Kasus bermula pada sekitar 2017. Saat itu, Catur memerintahkan Trisna dan pejabat Bagian Akuntansi PT Amarta Karya mempersiapkan sejumlah uang yang diperuntukkan bagi kebutuhan pribadi Catur.
Guna merealisasikan perintah tersebut, ujar Alex, sumber uang diambil dari pembayaran berbagai proyek yang dikerjakan PT Amarta Karya. Trisna bersama sejumlah staf PT Amarta Karya lantas mendirikan dan mencari badan usaha berbentuk CV.
"[Badan usaha berbentuk CV] digunakan menerima pembayaran subkontraktor dari PT AK Persero tanpa melakukan pekerjaan subkontraktor yang sebenarnya (fiktif, red)," ujar Alex.
Beberapa badan usaha CV fiktif terbentuk pada 2018. Perusahaan fiktif ini akan menerima berbagai transaksi pembayaran dari kegiatan proyek PT Amarta Karya atas sepengetahuan Catur dan Trisna.
Untuk pengajuan anggaran pembayaran vendor, Catur selalu memberikan disposisi yang berbunyi "lanjutkan". Disposisi dibarengi persetujuan surat perintah membayar (SPM) yang ditandatangani Trisna.
Dokumen keuangan di perusahaan fiktif tersebut, seperti buku rekening bank, kartu ATM, dan bongol cek, dipegang staf Bagian Akuntansi PT Amarta Karya sekaligus merupakan orang kepercayaan Catur dan Trisna. "Agar memudahkan pengambilan dan pencairan uang sesuai dengan permintaan tersangka CP," tutur Alex.
Diduga ada sekitar 60 proyek pengadaan PT Amarta Karya yang dikerjakan melalui subkontraktor fiktif oleh Catur dan Trisna.
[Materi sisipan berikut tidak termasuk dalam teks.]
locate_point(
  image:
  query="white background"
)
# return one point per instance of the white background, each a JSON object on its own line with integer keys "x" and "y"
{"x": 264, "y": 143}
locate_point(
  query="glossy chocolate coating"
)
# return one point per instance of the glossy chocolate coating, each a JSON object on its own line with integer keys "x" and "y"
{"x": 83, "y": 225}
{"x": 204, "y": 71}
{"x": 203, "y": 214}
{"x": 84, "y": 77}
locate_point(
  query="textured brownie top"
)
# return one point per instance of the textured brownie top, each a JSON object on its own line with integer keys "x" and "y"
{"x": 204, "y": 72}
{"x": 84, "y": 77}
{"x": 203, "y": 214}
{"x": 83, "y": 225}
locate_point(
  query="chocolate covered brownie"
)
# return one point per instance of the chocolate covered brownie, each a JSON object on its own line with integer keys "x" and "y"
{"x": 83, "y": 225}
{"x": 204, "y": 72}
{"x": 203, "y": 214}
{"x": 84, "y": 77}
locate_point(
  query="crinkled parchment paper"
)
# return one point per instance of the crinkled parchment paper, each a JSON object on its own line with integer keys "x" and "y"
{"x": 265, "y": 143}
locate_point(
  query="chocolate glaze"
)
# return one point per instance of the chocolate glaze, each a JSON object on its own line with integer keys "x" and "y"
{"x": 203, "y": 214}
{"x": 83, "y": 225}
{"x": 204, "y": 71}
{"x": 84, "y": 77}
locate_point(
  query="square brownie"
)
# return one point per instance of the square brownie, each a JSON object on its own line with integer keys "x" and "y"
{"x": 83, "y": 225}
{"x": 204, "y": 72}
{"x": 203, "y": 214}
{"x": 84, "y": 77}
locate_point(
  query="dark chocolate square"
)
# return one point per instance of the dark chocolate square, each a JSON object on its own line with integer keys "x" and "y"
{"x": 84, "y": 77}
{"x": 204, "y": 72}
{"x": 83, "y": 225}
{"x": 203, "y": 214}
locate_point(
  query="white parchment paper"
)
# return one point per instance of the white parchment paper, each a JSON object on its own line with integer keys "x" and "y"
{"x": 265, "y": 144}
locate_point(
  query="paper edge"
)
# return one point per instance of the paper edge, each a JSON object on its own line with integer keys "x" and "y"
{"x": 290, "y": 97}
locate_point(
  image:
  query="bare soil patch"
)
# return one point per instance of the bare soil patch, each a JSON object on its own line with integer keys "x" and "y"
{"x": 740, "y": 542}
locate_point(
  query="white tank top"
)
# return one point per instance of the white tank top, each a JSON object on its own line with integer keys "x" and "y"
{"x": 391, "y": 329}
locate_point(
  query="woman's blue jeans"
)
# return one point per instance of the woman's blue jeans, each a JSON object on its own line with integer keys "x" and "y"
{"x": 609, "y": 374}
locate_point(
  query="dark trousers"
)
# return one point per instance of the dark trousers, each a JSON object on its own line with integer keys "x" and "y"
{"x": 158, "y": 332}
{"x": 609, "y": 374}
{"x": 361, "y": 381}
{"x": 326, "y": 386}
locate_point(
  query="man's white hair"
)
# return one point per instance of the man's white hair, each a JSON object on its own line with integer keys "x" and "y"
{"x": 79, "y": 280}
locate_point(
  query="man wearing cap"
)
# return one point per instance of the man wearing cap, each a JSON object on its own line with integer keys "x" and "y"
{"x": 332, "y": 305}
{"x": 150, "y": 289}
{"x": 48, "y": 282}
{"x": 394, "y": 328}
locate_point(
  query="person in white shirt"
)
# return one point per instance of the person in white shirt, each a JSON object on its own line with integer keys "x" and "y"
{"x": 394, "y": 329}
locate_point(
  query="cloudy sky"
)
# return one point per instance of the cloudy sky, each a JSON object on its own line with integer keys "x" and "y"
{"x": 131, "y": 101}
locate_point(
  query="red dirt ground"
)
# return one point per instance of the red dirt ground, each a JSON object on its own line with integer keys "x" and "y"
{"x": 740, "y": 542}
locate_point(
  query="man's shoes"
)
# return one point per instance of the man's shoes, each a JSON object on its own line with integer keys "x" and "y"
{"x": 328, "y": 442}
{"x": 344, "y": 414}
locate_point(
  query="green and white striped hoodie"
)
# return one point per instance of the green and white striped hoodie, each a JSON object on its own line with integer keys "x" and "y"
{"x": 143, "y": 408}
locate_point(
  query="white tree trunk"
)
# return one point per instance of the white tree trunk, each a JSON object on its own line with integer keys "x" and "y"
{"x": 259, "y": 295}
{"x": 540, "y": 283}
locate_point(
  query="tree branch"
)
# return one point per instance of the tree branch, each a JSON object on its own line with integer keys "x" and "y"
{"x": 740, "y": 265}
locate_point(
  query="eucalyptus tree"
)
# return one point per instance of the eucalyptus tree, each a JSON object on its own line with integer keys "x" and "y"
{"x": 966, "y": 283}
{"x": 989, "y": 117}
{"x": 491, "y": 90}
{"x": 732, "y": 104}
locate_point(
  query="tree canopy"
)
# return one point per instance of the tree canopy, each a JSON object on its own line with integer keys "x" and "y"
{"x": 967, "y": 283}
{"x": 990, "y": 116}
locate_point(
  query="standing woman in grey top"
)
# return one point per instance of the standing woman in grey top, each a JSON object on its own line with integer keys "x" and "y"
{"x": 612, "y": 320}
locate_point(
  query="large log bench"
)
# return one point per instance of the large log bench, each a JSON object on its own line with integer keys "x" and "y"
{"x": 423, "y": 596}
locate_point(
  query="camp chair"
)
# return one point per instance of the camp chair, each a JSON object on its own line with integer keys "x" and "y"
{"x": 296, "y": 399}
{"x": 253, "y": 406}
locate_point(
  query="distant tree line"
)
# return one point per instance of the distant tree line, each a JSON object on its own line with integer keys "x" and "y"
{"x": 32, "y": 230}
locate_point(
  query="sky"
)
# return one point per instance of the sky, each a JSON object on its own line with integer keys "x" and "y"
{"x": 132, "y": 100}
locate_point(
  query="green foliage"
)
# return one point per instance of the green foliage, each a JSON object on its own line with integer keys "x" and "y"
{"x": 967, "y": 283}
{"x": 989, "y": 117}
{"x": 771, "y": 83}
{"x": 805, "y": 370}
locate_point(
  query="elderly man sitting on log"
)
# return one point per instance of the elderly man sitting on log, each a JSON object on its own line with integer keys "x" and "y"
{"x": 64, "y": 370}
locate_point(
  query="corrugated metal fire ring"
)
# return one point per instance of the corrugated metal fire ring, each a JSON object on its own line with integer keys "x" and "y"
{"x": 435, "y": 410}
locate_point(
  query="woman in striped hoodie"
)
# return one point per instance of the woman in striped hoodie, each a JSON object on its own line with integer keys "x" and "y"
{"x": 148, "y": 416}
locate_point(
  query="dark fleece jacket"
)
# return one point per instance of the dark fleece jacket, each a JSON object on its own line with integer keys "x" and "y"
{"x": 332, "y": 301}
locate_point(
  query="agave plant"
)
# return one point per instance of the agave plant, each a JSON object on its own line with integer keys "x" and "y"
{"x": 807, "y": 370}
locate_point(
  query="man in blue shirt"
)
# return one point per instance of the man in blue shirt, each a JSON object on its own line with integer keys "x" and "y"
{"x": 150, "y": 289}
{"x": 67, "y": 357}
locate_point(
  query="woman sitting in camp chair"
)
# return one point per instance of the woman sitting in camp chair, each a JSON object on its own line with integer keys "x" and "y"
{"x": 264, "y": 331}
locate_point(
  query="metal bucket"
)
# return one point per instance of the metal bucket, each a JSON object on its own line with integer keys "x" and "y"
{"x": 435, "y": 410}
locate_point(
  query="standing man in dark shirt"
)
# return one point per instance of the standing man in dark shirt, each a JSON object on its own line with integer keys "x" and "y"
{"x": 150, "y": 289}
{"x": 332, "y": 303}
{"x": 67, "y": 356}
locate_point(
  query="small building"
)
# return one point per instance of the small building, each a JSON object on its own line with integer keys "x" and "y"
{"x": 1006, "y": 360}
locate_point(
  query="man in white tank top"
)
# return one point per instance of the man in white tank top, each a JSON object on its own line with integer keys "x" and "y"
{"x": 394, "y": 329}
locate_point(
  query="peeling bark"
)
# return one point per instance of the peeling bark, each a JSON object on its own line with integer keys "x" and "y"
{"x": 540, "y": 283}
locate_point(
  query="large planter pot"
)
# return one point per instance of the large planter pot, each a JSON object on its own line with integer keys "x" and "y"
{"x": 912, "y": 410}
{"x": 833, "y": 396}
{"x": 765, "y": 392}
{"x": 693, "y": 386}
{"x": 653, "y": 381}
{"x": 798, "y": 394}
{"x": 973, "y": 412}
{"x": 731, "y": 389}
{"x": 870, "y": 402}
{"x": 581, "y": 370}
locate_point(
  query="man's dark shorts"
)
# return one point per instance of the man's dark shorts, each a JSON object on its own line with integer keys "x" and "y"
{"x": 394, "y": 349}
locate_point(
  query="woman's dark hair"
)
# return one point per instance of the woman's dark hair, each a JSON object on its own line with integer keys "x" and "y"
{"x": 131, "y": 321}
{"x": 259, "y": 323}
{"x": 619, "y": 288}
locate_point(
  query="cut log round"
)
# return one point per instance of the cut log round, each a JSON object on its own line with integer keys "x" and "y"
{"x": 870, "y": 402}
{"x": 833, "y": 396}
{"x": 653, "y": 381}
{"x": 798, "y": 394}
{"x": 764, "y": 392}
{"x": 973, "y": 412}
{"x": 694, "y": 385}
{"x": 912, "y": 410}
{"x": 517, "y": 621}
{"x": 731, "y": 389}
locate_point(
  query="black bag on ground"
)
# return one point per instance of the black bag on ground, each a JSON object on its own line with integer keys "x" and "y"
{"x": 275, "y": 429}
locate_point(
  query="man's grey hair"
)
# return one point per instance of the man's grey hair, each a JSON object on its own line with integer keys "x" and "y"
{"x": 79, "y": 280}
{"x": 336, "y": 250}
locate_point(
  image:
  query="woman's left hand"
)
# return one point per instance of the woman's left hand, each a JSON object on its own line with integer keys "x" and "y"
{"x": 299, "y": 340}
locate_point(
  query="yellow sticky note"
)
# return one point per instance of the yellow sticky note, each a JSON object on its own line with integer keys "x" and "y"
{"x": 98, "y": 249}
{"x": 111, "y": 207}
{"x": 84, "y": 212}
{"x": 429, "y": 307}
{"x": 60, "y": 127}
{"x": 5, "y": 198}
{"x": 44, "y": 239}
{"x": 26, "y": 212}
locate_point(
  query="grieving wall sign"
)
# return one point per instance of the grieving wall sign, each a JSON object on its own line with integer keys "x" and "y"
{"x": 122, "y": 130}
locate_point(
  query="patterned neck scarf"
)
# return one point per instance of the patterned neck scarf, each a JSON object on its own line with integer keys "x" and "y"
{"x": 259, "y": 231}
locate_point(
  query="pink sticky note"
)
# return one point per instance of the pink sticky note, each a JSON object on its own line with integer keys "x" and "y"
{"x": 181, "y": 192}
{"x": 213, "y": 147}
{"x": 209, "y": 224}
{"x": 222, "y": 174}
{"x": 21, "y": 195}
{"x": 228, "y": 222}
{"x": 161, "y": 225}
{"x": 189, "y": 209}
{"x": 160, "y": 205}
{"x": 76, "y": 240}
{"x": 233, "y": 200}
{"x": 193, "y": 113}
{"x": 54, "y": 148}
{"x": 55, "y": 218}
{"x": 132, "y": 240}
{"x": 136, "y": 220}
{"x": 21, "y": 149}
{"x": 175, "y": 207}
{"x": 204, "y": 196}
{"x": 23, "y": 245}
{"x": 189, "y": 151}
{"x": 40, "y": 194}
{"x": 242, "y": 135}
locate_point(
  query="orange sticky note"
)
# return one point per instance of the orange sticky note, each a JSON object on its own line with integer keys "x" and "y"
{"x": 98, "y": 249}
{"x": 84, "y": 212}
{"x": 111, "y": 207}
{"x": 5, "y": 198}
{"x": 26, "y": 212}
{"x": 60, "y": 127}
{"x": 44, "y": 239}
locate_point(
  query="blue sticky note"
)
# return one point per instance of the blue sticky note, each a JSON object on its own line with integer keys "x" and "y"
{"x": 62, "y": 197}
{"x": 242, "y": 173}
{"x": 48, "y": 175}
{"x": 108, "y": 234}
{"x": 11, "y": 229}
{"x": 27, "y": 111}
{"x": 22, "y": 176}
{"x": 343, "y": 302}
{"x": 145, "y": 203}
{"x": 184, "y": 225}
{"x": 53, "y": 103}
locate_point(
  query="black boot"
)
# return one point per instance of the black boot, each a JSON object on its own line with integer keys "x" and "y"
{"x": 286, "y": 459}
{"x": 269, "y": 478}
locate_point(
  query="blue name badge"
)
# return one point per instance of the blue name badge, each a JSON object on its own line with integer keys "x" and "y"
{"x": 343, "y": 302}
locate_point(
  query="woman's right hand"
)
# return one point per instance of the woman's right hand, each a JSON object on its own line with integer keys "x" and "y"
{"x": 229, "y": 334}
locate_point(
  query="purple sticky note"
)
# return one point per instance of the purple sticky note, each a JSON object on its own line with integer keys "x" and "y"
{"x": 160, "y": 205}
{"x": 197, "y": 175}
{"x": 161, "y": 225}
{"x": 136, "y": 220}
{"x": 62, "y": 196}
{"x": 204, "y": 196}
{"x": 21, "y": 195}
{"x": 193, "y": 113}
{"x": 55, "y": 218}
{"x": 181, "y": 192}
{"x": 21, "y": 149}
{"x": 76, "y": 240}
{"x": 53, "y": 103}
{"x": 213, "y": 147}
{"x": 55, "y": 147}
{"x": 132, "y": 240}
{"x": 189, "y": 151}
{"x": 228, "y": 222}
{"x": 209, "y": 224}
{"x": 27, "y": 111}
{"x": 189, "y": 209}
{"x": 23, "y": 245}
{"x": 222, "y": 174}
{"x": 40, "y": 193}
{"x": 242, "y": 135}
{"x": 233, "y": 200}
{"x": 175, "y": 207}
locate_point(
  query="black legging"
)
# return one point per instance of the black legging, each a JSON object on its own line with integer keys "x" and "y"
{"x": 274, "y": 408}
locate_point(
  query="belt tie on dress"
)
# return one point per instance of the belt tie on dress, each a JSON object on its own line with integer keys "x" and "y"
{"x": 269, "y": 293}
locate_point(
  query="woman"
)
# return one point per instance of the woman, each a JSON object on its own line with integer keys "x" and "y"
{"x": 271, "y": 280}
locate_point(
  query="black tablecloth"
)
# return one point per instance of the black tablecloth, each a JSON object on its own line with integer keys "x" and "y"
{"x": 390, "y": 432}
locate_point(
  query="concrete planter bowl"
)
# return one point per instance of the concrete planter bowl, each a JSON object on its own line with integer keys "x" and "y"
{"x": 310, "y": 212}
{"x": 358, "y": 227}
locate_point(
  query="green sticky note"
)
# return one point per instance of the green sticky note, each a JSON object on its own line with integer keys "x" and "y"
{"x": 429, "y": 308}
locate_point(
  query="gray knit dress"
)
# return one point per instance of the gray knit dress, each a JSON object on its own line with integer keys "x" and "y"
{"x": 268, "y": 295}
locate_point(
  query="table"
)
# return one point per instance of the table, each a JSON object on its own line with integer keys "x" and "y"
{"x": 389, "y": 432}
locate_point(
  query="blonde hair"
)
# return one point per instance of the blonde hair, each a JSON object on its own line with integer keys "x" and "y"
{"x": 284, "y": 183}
Misalnya, pekerjaan konstruksi pembangunan Rumah Susun (Rusun) Pulo Jahe, Jakarta Timur.
Kemudian, pengadaan jasa konstruksi pembangunan gedung olahraga Universitas Negeri Jakarta (UNJ). Lalu, proyek pembangunan laboratorium Bio Safety Level 3 Universitas Padjajaran (Unpad).
"Uang yang diterima tersangka CP dan tersangka TS kemudian diduga, antara lain, digunakan untuk membayar tagihan kartu kredit, pembelian emas, perjalanan pribadi ke luar negeri, pembayaran member golf, dan juga pemberian ke beberapa pihak terkait lainnya," papar Alex.
Praktik korup yang dilakukan Catur dan Trisna diduga mengakibatkan kerugian keuangan negara mencapai Rp46 miliar. Saat ini, penyidik masih menelusuri adanya penerimaan uang maupun aliran sejumlah uang ke berbagai pihak terkait lainnya.
Atas perbuatannya, Catur disangkakan melanggar Pasal 2 ayat (1) atau Pasal 3 UU Nomor 31 Tahun 1999 tentang Pemberantasan Tindak Pidana Korupsi (Tipikor) jo Pasal 55 ayat (1) ke-1 KUHP.